Currently, I have further to look at the role of antibiotic-resistance genes in microbial communities of several ecosystems, which included host-associated and soil microbiomes in a One Health context.
![Reconstruction of ~ 3,000 microbial genomes from a large-scale sampling of animals using One Health concept. (Lemos et al. 2022 - [Lemos et al. 2022 - Scientific Data] doi: 10.1038/s41597-022-01465-5)](https://821e51e4d6.clvaw-cdnwnd.com/c36e7c882a1e71544a4cc23eba115a4d/200000012-600cd600cf/OneHealth.png?ph=821e51e4d6)
Genome-Resolved Metagenomics
Despite all efforts to access microbial diversity, most soil microbes are still unknown and we are far from understanding several microbe-mediated processes in soil. The development and application of novel computational strategies have successfully allowed us to reconstruct complete or near-complete genomes of rare and/or uncultured bacteria.
I am working on the application of computational methods to reconstruct microbial genomes metagenomics using several types of datasets (from low-diversity to high-complex environments).
![Lemos et al. (2021) Trends in Microbiology - [https://www.sciencedirect.com/science/article/pii/S0966842X21000159]](https://821e51e4d6.clvaw-cdnwnd.com/c36e7c882a1e71544a4cc23eba115a4d/200000030-4ff8b4ff8f/1-s2.0-S0966842X21000159-gr1.jpg?ph=821e51e4d6)
Computational identification of CRISPR-Cas system-associated genes in the intestinal microbiota of obese individuals"

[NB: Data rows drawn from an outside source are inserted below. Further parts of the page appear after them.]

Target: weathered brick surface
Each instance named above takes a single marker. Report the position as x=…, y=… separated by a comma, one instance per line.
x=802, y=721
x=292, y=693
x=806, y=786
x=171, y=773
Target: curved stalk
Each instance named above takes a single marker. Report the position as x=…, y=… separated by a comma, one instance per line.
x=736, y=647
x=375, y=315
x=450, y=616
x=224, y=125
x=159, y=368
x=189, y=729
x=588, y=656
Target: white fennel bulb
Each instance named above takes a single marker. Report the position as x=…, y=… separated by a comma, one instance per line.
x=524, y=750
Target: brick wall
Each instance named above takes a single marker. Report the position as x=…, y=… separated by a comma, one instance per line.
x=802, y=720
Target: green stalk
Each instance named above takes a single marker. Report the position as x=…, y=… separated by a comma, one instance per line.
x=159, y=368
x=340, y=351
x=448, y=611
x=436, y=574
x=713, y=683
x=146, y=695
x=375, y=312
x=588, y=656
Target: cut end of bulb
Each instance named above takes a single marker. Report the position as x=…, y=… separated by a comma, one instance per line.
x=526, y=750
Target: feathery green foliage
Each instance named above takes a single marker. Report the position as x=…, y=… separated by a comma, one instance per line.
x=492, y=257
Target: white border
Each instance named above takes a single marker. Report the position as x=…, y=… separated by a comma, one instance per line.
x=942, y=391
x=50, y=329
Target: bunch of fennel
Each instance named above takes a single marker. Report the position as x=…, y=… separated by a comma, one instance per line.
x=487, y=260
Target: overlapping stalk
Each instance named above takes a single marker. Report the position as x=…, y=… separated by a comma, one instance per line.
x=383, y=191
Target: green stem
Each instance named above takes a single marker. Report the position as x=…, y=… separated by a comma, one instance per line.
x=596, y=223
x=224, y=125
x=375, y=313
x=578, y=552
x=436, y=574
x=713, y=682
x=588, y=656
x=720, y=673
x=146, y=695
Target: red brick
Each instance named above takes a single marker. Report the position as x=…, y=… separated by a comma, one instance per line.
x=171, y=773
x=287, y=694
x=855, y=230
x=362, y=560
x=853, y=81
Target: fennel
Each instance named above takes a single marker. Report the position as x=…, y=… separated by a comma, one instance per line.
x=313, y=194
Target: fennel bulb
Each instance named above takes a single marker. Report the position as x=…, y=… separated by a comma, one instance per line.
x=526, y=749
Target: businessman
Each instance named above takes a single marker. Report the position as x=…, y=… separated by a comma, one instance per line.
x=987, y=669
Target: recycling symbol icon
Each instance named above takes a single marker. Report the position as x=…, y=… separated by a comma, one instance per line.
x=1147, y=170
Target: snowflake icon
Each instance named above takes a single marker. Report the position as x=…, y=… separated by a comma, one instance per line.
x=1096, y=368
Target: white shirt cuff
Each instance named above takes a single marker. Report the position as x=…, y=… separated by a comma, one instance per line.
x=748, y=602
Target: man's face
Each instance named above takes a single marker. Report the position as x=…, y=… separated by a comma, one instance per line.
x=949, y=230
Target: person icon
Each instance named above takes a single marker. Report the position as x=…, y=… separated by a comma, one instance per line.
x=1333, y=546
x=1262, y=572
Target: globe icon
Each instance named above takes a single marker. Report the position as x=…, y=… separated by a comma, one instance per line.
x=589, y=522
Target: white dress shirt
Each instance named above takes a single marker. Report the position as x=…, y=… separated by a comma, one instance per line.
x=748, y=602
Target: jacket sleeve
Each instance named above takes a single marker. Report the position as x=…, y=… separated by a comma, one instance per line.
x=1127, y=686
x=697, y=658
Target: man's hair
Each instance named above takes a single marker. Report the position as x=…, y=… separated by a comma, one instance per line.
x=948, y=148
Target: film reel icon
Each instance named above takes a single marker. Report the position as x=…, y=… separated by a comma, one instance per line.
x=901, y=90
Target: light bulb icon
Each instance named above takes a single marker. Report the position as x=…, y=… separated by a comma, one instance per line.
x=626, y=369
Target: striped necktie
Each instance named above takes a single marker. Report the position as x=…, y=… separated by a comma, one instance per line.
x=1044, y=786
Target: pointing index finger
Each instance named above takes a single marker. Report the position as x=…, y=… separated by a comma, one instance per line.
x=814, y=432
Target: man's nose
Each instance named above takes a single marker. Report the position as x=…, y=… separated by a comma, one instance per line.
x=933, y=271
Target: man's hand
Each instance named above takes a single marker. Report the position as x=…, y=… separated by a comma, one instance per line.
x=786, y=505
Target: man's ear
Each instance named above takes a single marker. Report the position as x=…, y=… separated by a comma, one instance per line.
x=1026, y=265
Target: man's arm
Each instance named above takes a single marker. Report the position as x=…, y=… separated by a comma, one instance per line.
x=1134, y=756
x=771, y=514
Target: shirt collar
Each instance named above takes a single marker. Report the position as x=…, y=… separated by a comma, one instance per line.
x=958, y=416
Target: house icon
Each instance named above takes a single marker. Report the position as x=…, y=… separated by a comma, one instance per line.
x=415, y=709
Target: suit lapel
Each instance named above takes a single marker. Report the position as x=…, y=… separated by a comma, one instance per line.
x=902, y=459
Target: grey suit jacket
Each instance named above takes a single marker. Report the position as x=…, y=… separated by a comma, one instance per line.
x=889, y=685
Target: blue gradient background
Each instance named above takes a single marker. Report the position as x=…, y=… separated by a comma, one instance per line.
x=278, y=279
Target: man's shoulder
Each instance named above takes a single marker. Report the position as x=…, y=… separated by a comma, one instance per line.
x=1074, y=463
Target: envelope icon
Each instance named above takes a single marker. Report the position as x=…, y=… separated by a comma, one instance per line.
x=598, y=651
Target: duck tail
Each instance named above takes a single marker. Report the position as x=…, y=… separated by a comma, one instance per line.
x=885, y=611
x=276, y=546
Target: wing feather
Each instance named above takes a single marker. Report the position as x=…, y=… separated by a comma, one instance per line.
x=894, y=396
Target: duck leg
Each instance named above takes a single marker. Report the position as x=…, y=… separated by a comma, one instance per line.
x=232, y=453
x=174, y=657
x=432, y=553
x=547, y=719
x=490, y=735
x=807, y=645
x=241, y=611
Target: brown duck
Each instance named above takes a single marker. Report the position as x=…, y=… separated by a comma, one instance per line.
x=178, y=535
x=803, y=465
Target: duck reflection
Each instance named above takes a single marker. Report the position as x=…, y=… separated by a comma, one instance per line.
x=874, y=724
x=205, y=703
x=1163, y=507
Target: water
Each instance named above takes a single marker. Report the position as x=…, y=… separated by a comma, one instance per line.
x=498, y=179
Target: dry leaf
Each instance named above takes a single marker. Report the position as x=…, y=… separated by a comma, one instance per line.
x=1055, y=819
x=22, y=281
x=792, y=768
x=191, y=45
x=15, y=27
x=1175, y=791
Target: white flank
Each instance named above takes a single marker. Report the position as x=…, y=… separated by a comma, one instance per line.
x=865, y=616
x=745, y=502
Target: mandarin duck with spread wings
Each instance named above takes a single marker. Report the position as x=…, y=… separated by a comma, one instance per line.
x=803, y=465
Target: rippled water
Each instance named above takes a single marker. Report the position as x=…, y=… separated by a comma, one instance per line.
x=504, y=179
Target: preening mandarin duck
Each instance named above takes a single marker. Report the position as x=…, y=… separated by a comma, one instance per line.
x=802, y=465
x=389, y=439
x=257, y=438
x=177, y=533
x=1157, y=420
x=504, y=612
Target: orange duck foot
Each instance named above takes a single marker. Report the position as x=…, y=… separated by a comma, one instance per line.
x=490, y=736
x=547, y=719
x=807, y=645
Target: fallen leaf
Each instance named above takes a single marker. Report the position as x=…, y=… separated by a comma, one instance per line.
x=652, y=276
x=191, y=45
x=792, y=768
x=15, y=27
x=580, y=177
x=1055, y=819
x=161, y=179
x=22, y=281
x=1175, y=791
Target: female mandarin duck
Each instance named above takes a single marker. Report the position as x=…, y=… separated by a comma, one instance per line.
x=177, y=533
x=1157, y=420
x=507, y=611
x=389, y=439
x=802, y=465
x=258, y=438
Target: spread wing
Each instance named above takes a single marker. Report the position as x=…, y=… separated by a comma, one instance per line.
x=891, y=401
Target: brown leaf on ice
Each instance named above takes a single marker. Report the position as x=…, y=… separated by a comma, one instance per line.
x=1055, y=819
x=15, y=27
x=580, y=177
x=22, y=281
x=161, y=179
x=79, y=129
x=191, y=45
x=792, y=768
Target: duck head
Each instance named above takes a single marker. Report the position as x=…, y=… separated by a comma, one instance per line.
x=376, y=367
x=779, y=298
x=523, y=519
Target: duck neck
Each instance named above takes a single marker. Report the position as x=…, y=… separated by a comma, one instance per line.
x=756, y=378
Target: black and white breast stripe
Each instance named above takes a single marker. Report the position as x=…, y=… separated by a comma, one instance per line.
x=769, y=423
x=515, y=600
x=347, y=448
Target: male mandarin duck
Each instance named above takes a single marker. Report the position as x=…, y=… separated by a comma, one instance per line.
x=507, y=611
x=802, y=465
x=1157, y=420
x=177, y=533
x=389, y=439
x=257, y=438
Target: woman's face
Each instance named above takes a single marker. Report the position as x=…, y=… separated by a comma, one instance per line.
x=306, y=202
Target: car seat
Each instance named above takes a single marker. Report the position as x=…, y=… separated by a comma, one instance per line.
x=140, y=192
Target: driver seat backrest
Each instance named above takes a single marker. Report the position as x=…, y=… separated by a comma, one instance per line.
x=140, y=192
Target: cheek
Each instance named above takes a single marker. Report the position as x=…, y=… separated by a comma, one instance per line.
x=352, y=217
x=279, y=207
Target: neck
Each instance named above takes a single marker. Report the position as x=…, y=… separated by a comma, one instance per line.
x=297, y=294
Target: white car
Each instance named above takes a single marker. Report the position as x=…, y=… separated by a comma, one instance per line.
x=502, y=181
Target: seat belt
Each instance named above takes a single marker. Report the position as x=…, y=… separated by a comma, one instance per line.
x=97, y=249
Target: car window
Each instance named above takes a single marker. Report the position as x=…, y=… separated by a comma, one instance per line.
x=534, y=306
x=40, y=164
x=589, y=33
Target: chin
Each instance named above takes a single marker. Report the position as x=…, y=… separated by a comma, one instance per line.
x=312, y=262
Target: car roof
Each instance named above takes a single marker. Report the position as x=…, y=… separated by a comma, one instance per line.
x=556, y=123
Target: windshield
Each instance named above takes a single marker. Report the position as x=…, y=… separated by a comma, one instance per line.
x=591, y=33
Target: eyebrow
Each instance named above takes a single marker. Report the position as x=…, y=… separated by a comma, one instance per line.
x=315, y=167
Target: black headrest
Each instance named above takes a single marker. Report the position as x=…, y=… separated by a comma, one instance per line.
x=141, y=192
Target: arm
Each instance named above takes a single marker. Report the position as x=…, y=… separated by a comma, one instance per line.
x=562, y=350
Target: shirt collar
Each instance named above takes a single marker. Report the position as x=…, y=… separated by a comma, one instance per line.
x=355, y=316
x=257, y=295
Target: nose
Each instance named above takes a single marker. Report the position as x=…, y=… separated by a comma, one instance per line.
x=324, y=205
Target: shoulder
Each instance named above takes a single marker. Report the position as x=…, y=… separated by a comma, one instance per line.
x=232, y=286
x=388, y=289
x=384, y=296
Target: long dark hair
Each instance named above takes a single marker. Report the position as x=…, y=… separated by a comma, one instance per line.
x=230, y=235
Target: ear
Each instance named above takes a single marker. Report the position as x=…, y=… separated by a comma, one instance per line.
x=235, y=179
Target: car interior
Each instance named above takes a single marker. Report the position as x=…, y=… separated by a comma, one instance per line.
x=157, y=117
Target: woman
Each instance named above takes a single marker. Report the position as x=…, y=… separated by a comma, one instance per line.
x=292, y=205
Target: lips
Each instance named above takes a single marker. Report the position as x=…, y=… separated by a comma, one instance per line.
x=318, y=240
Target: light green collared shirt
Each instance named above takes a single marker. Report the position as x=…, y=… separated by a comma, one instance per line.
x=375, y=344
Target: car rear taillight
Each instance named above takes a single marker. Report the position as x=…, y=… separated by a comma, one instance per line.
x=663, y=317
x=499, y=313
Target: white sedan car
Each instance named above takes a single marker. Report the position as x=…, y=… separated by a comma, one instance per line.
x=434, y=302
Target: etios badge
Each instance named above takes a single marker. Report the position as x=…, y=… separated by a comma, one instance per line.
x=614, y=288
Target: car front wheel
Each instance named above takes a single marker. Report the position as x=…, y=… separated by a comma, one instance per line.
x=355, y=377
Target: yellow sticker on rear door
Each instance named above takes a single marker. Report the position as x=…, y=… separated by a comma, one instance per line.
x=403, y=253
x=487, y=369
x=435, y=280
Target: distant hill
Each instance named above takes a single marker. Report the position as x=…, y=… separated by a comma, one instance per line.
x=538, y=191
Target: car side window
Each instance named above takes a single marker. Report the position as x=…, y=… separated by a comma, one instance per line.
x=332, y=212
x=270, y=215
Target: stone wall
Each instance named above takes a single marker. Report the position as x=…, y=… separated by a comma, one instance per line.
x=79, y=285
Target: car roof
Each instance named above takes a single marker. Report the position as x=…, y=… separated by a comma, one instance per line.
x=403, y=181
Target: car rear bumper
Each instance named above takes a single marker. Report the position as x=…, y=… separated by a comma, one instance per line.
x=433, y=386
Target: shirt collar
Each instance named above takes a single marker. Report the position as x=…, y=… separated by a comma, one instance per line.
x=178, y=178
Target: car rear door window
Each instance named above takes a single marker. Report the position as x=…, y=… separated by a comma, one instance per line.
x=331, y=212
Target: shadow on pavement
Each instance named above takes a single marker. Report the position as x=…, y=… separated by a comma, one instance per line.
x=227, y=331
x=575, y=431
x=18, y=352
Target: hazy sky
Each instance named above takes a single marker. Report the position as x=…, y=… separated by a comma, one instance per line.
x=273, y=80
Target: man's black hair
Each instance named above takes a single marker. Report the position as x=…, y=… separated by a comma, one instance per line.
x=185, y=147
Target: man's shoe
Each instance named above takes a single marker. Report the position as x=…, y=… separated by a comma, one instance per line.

Intestinal dysbiosis is considered a factor contributing to the development of complex diseases, including human obesity. Recent studies based on high-throughput DNA sequencing indicate that obese patients exhibit reduced microbial diversity. However, many functional aspects of microbial communities remain underexplored, including the diversity of genes associated with the CRISPR-Cas system — a microbial defense mechanism against bacteriophages that stores information from past infections. In this context, the main objective of this project is to identify and quantify genes associated with the CRISPR system present in the gut microbiota of obese individuals and compare them with non-obese individuals. The analytical focus will be based on in silico comparative analyses using public databases of genetic sequences and genomes reconstructed from metagenomes. We aim to identify the orientation of CRISPR arrays, annotate Cas proteins, and classify their different subtypes. This will allow us to determine whether the microbiota of obese individuals exhibits higher or lower CRISPR diversity compared to that of non-obese individuals, as well as highlight potential new genome editing biotechnologies. This project will also contribute to the training of human resources in Data Science, Microbiology, and Bioinformatics, within the interdisciplinary context of Ilum (School of Science) at the Center for Research in Energy and Materials.
Collaborative Research
None of what I am doing would be possible without the collaboration and help of all people who composed the multidisciplinary teams that I have work during my scientific career.